Reply Wed 14 Apr, 2010 03:07 pm
@kennethamy,
People are always saying things like "I swear I heard you say Gray!" and "No, I definitely said Pray, I know what I said" , "well, I know what I heard"

Clearly someone is wrong. Clearly, our faculties are imperfect in some way.
Therefore, it's evident that our faculties are not entirely trustworthy.
 
kennethamy
 
Reply Wed 14 Apr, 2010 03:13 pm
@Mentally Ill,
Mentally Ill;151983 wrote:
People are always saying things like "I swear I heard you say Gray!" and "No, I definitely said Pray, I know what I said" , "well, I know what I heard"

Clearly someone is wrong. Clearly, our faculties are imperfect in some way.
Therefore, it's evident that our faculties are not entirely trustworthy.
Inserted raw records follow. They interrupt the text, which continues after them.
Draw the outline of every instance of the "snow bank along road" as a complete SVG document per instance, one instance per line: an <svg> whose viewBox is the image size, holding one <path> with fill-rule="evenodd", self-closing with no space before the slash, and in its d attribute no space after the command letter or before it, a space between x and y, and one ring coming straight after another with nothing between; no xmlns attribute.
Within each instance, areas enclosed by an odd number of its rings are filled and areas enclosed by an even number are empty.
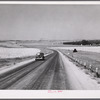
<svg viewBox="0 0 100 100"><path fill-rule="evenodd" d="M59 51L0 76L0 89L74 90L99 89Z"/></svg>

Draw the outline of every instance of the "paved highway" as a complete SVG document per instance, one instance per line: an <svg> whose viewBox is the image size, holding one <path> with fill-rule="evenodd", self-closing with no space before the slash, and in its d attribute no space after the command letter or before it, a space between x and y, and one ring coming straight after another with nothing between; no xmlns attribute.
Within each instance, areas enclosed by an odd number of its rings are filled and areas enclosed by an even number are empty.
<svg viewBox="0 0 100 100"><path fill-rule="evenodd" d="M6 90L98 90L99 84L61 52L46 56L0 76Z"/></svg>
<svg viewBox="0 0 100 100"><path fill-rule="evenodd" d="M58 52L44 61L34 61L0 78L0 89L64 90L69 89ZM67 85L67 86L66 86Z"/></svg>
But do our faculties have to be entirely trustworthy to be reliable. Does "entirely trustworthy" mean, cannot make any mistakes at all? Perfection?
 
Mentally Ill
 
Reply Wed 14 Apr, 2010 03:17 pm
@kennethamy,
Oh, of course not.
My senses and cognitive faculties are definitely reliable, but imperfect.
I rely on them every moment of my life and they haven't let me down yet.
 
kennethamy
 
Reply Wed 14 Apr, 2010 03:21 pm
@Mentally Ill,
Mentally Ill;151988 wrote:
Oh, of course not.
My senses and cognitive faculties are definitely reliable, but imperfect.
I rely on them every moment of my life and they haven't let me down yet.


So, I guess there is the answer. Our faculties are reliable.
 
Mentally Ill
 
Reply Wed 14 Apr, 2010 06:01 pm
@kennethamy,
kennethamy;151990 wrote:
So, I guess there is the answer. Our faculties are reliable.


Reliable as they are, I still don't entirely trust 'em :shifty:
 
HexHammer
 
Reply Wed 14 Apr, 2010 07:09 pm
@HexHammer,
answer revoked, will make new answer.
 
kennethamy
 
Reply Wed 14 Apr, 2010 07:15 pm
@Mentally Ill,
Mentally Ill;152039 wrote:
Reliable as they are, I still don't entirely trust 'em :shifty:


If by that, you mean that they might go wrong, I thought we have already agreed about that. They might, indeed, go wrong. But that does not mean they are not reliable. I consider my car reliable, but I don't think it is impossible that something might go wrong.
 
Mentally Ill
 
Reply Sat 17 Apr, 2010 12:11 am
@kennethamy,
Yeah I agree, I'm just sayin...
Keep your eyes open, but not too open
 
Pepijn Sweep
 
Reply Sat 17 Apr, 2010 01:05 am
@Mentally Ill,
From my courses in computer-science I remember one thing very clearly: garbage in, garbage out my professor used to say. I think this also is valid for humans. The cognitive faculties might work fine, but if information is corrupted there is little change of a good out-put.

On the other hand I think our cognitive faculties can manage pretty well in general. Even in really new circumstances they seem to cope. On top of that we have intuition to support our thinking if facts are not sufficient. Next to ratio I mean.